Africa University students are adapting to online classes following the March 24 government directive to close all schools, colleges and universities to curb the spread of the coronavirus.
The move is part of a three-week nationwide lockdown. There have been seven recorded COVID 19 cases in the country and one death, according to Reuters.
Online instruction began March 30 for the more than 2,500 students from across the African continent enrolled at the United Methodist university.
Stephene Chikozho, director for advancement and public affairs, said all departments will be conducting their lessons via the internet.
“Despite the scourge of COVID-19, classes will continue as if the students were on campus,” Chikozho said.
He said university leaders allowed a few days for students to reach their respective homes before implementing the online classes.
“The university ensured students downloaded all the big files before they left campus as data is very expensive in some countries,” Chikozho said.
Internet connectivity is a challenge that comes with online education, but the university is aiming to continue with normal lectures during the time students are away from campus. The government has not indicated when institutions will reopen.
No internet issues have been reported to date, according to the Students Representative Council, but the university plans to work with students to find solutions if problems arise.
The Rev. Peter Mageto, AU deputy vice chancellor, said there were only four weeks left in the first semester when the university closed.

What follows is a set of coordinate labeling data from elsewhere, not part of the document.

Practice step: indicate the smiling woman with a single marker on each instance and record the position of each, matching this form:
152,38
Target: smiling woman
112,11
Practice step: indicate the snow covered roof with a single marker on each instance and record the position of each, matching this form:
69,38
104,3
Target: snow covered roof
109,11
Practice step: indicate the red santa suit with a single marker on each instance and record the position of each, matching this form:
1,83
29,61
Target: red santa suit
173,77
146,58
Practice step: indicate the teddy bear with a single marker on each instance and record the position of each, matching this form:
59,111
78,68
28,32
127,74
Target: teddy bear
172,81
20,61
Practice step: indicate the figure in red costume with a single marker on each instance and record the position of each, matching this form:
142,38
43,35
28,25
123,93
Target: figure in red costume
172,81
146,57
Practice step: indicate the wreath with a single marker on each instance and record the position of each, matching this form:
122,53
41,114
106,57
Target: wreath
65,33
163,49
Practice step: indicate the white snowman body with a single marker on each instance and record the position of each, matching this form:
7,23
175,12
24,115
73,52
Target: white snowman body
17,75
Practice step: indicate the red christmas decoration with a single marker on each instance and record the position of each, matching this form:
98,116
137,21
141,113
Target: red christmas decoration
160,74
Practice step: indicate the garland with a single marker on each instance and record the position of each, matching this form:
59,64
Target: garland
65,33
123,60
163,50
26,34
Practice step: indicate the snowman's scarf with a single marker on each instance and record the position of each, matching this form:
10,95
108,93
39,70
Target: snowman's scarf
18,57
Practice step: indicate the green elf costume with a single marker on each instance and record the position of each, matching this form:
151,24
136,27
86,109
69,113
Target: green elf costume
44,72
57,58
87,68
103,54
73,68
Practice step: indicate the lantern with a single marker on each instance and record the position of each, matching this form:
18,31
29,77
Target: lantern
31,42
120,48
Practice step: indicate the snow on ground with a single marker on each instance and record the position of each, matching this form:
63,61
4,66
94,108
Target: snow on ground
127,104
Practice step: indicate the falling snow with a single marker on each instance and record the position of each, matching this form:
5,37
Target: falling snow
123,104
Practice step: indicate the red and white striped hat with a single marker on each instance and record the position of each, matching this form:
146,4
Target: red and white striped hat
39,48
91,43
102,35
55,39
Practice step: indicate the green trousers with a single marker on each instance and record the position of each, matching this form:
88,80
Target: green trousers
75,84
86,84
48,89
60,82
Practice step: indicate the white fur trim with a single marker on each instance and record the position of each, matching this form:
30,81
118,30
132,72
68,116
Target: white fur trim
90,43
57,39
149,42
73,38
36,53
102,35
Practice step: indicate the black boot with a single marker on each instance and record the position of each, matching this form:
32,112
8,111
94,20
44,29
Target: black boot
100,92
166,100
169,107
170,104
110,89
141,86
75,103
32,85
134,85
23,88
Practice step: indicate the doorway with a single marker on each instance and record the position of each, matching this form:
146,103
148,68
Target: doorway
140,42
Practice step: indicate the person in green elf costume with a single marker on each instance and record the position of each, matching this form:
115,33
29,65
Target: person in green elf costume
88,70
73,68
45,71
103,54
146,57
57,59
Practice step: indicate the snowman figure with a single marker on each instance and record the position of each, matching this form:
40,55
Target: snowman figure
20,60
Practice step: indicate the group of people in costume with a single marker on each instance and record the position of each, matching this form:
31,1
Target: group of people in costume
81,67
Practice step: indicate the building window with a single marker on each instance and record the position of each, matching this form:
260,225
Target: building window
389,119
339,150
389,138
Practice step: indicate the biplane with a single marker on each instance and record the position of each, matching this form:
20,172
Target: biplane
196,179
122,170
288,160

“We had completed 80 percent of the curriculum, so it will be easy to complete the rest online,” he said. “We are excited and the students are happy as they will be able to complete their work for the semester.”
Africa University was the first tertiary institution to be approved to conduct online learning by the Zimbabwe Council for Higher Education. The online programs started in November 2017.
The Rev. David Bishau, director of the Institute of Theology and Religious Studies, said online classes already had commenced in his department.
“We are using various applications including Zoom (for meetings), WhatsApp messaging service and emails,” he said.
“I have created a file for the institute and I am pre-recording and uploading lectures on YouTube,” Bishau said.
The Institute of Theology and Religious Studies has over 130 students.
Chikozho said while the university closed in line with the government directive, some international students remained on campus because they could not afford to return home or their home countries had enforced a lockdown and closed their borders and airports.
“We have communicated with the bishops of international students on scholarships for them to assist with fares for their return home,” he said.
Fiston Okito, the AU Students Representative Council vice president and a final-year divinity student, is one of the students who remained on campus.
“I am a student leader. For me, there is no way I can go and leave the international students who are here because some of them do not have money to travel and there are others whose home countries have closed their borders,” he said.
Africa University has introduced stringent measures to ensure everyone on campus is safe. People entering and exiting the campus are getting their temperatures checked at the main gate, while handwashing facilities and sanitizers have been strategically placed around the university.
“We have taken social distancing seriously and more than half of the staff are working from home,” Chikozho said.
“Students remaining on campus are not sharing; we have one person per room,” he said.
Chikozho said the AU dining hall has changed serving and seating arrangements and meal times have been extended to three hours so those on campus do not all have to be served at the same time. The dining hall staff also has been provided with personal protective equipment such as masks and gloves.
Chikwanah is a communicator of the Zimbabwe East Conference.